United States national historic place

Hoquiam's Castle, also known as the Robert Lytle Mansion, is a private residence in Hoquiam, Washington. Built in 1897 and completed in 1900, it was added to the National Register of Historic Places in 1973.

==Description==

Hoquiam's Castle is a wood-frame structure on a hand-fitted sandstone foundation situated on a hillside. Primarily Richardsonian Romanesque style, the exterior includes Queen Anne and Shingle elements. The structure consists of a full basement, three floors, and an unfinished fourth floor.

The entrance to the 10000 ft2 house is fronted by 12 ft wide sandstone stairs with a sandstone arch and cement lions at the top. The sandstone for the foundation and stairs was quarried in Tenino, Washington. On the southwest corner is a tower projecting from the third floor. The house has over 20 rooms. Interior woodwork on the first floor is golden oak. The main salon is illuminated by a 600 piece crystal chandelier. Both the music room and dining room have 9x5 ft pocket doors. The third floor has a ballroom with a 20x60 ft bandstand. A bathroom on the second floor contains a porcelain commode made by Thomas Crapper.

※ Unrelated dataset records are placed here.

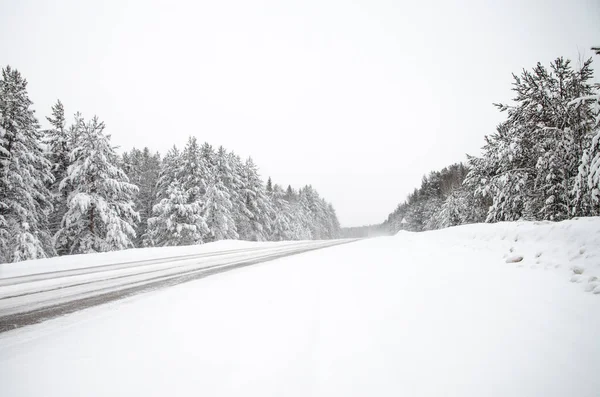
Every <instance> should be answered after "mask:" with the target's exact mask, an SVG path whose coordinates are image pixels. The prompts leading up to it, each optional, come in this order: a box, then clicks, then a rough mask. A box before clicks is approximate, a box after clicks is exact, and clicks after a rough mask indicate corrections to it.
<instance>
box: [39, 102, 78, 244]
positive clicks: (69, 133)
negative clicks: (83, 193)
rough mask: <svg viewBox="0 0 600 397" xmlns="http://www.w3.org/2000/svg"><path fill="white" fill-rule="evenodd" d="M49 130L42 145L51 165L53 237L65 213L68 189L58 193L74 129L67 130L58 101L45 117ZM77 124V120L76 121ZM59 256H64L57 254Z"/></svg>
mask: <svg viewBox="0 0 600 397" xmlns="http://www.w3.org/2000/svg"><path fill="white" fill-rule="evenodd" d="M46 119H47V120H48V122H49V123H50V125H51V128H49V129H47V130H45V131H44V143H45V144H46V155H47V158H48V160H49V161H50V163H51V165H52V175H53V177H54V181H53V182H52V183H51V184H50V185H49V189H50V192H51V193H52V203H53V207H54V209H53V211H52V212H51V213H50V215H49V225H50V233H51V235H55V234H56V232H58V230H59V229H60V223H61V221H62V218H63V216H64V215H65V213H66V212H67V196H68V190H69V189H66V188H65V189H63V190H62V192H59V189H58V188H59V185H60V182H61V181H62V180H63V179H65V176H66V175H67V169H68V168H69V165H70V164H71V161H70V159H69V152H70V148H71V144H72V143H73V140H72V138H71V134H70V132H72V131H73V130H74V128H67V126H66V121H65V109H64V107H63V104H62V103H61V102H60V100H58V101H57V102H56V104H55V105H54V106H52V116H50V117H46ZM76 122H77V119H76ZM58 254H59V255H61V254H64V253H63V252H58Z"/></svg>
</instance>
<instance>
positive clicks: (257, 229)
mask: <svg viewBox="0 0 600 397" xmlns="http://www.w3.org/2000/svg"><path fill="white" fill-rule="evenodd" d="M242 184H243V190H242V192H243V193H242V197H243V198H244V205H245V207H246V211H245V213H246V215H247V216H248V220H247V222H244V223H243V224H242V227H241V228H238V233H239V235H240V238H242V239H244V240H251V241H265V240H266V239H267V236H268V235H269V234H270V232H271V212H272V208H271V206H270V205H269V204H270V203H269V200H268V199H267V197H266V194H265V186H264V184H263V182H262V181H261V179H260V176H259V174H258V169H257V167H256V165H255V164H254V161H253V160H252V158H248V159H247V160H246V163H245V164H244V167H243V177H242Z"/></svg>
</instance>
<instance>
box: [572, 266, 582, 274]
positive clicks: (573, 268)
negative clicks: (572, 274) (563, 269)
mask: <svg viewBox="0 0 600 397" xmlns="http://www.w3.org/2000/svg"><path fill="white" fill-rule="evenodd" d="M571 270H573V273H575V274H583V272H584V270H585V269H584V268H583V267H581V266H573V267H572V268H571Z"/></svg>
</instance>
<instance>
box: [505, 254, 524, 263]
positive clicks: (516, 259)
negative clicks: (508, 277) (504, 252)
mask: <svg viewBox="0 0 600 397" xmlns="http://www.w3.org/2000/svg"><path fill="white" fill-rule="evenodd" d="M522 260H523V256H521V255H513V256H509V257H508V258H506V263H517V262H521V261H522Z"/></svg>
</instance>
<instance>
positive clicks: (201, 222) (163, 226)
mask: <svg viewBox="0 0 600 397" xmlns="http://www.w3.org/2000/svg"><path fill="white" fill-rule="evenodd" d="M163 196H164V197H163V198H162V199H161V200H160V201H159V202H158V204H156V205H155V206H154V209H153V214H154V216H153V217H152V218H150V219H149V221H148V226H149V238H150V239H151V241H152V245H154V246H157V247H165V246H179V245H195V244H200V243H202V242H203V236H204V235H206V233H208V227H207V226H206V223H205V222H204V218H203V217H202V211H203V208H202V206H201V205H200V202H199V201H197V200H190V197H189V192H187V191H186V190H185V189H183V187H182V186H181V184H180V183H179V182H178V181H176V180H175V181H173V182H172V183H171V184H170V185H169V187H168V188H167V189H166V191H165V192H164V195H163Z"/></svg>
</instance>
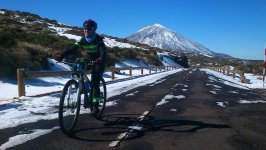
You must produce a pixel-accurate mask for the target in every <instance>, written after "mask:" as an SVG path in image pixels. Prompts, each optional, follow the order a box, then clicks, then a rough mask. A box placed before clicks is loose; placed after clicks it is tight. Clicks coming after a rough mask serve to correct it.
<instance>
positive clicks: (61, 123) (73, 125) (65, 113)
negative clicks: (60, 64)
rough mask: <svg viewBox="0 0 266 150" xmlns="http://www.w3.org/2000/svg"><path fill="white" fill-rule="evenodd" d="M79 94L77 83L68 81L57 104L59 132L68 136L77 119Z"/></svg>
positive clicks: (75, 122) (79, 90) (79, 104)
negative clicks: (58, 114) (60, 131)
mask: <svg viewBox="0 0 266 150" xmlns="http://www.w3.org/2000/svg"><path fill="white" fill-rule="evenodd" d="M80 99H81V92H80V88H79V85H78V82H77V81H76V80H74V79H72V80H69V81H68V82H67V83H66V85H65V87H64V89H63V93H62V96H61V99H60V103H59V123H60V128H61V130H62V131H63V132H64V133H66V134H70V133H72V132H73V130H74V128H75V126H76V124H77V121H78V117H79V111H80V101H81V100H80Z"/></svg>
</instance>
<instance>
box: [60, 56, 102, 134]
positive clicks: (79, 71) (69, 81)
mask: <svg viewBox="0 0 266 150" xmlns="http://www.w3.org/2000/svg"><path fill="white" fill-rule="evenodd" d="M63 63H65V64H68V65H70V66H72V71H73V73H72V75H71V79H70V80H69V81H67V83H66V84H65V86H64V88H63V93H62V96H61V98H60V102H59V123H60V128H61V130H62V131H63V132H64V133H66V134H70V133H72V132H73V130H74V129H75V127H76V125H77V122H78V118H79V113H80V106H81V97H82V95H83V99H84V103H83V106H84V108H85V109H86V108H90V110H91V112H92V110H93V103H92V99H93V88H90V89H89V88H88V87H87V86H86V87H85V85H84V83H85V82H84V80H85V81H87V82H86V83H88V85H89V86H90V87H91V80H89V78H88V77H87V76H86V74H85V71H86V70H87V69H88V70H91V68H92V66H93V65H94V64H93V62H92V61H86V62H84V61H75V62H71V61H66V60H64V61H63ZM75 77H76V79H75ZM100 93H101V94H100V100H99V111H98V113H97V114H94V115H93V116H94V117H95V118H96V119H100V118H101V116H102V114H103V112H104V109H105V104H106V84H105V81H104V79H103V78H102V77H101V80H100Z"/></svg>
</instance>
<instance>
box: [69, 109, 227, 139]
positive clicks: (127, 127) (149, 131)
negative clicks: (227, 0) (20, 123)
mask: <svg viewBox="0 0 266 150" xmlns="http://www.w3.org/2000/svg"><path fill="white" fill-rule="evenodd" d="M140 115H141V114H111V115H105V116H103V117H102V118H101V119H100V121H103V122H104V123H103V126H102V127H93V128H83V129H79V130H76V131H74V132H73V134H71V135H70V137H72V138H75V139H77V140H82V141H98V142H101V141H102V142H104V141H105V142H106V141H116V140H117V137H118V136H121V135H122V134H123V135H125V136H124V137H123V138H122V140H131V139H135V138H140V137H143V136H145V133H147V132H156V131H163V132H169V133H181V132H197V131H199V130H201V129H204V128H216V129H222V128H231V127H230V126H228V125H224V124H211V123H204V122H200V121H193V120H171V119H156V118H154V117H152V116H146V117H145V119H144V120H140V119H139V118H138V117H139V116H140ZM179 127H180V128H179ZM95 132H97V135H95ZM88 134H91V135H93V136H91V135H88Z"/></svg>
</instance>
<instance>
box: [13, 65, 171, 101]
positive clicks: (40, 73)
mask: <svg viewBox="0 0 266 150" xmlns="http://www.w3.org/2000/svg"><path fill="white" fill-rule="evenodd" d="M175 68H176V66H161V67H126V68H114V67H110V68H108V69H106V70H105V71H106V72H108V71H110V72H111V79H112V80H114V79H115V73H116V72H120V71H121V70H129V76H132V70H141V74H142V75H143V70H144V69H147V70H149V74H150V73H151V71H152V70H154V71H155V73H157V72H158V71H162V70H170V69H175ZM86 73H89V72H86ZM71 74H72V71H26V70H25V69H21V68H18V69H17V84H18V96H25V80H26V79H28V78H38V77H54V76H64V75H71Z"/></svg>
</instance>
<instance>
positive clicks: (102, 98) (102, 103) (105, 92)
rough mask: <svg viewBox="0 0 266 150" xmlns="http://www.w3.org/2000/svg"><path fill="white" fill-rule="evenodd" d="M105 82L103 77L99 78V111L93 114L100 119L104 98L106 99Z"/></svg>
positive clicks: (104, 103)
mask: <svg viewBox="0 0 266 150" xmlns="http://www.w3.org/2000/svg"><path fill="white" fill-rule="evenodd" d="M106 94H107V91H106V84H105V81H104V79H103V78H101V80H100V100H99V107H98V108H99V112H98V113H97V114H95V115H94V116H95V118H97V119H100V118H101V117H102V114H103V112H104V110H105V105H106V99H107V95H106Z"/></svg>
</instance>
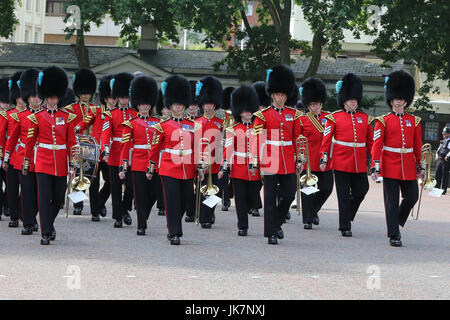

The mansion was the first home in Hoquiam to have electric lights.

==History==

The Lytle brothers, Robert and Joseph, ran a grocery business in Fairhaven, Washington, then moved their business to Hoquiam. In the 1880s, Hoquiam became a center for lumber. When a customer paid his bill by turning over his logging operation, the brothers became part of the logging industry.

Robert F. Lytle began building his house in 1897, next door to his brother's house. Robert's house which became known as Hoquiam's Castle was completed in 1900.

Shortly after the house was completed, Lytle gave it to his niece, Theadosia Bale, as a wedding gift. After Bale died in the 1950s, the house was unoccupied until 1968. In the early 1970s, the Robert Watson family restored Hoquiam's Castle. For some years, it was operated as Hoquiam's Castle Bed and Breakfast. When it was sold in 2004, the new owner allowed it to be set up as a "haunted house" to raise money for children's activities.

As of March 2026, Hoquiam's Castle is listed as permanently closed.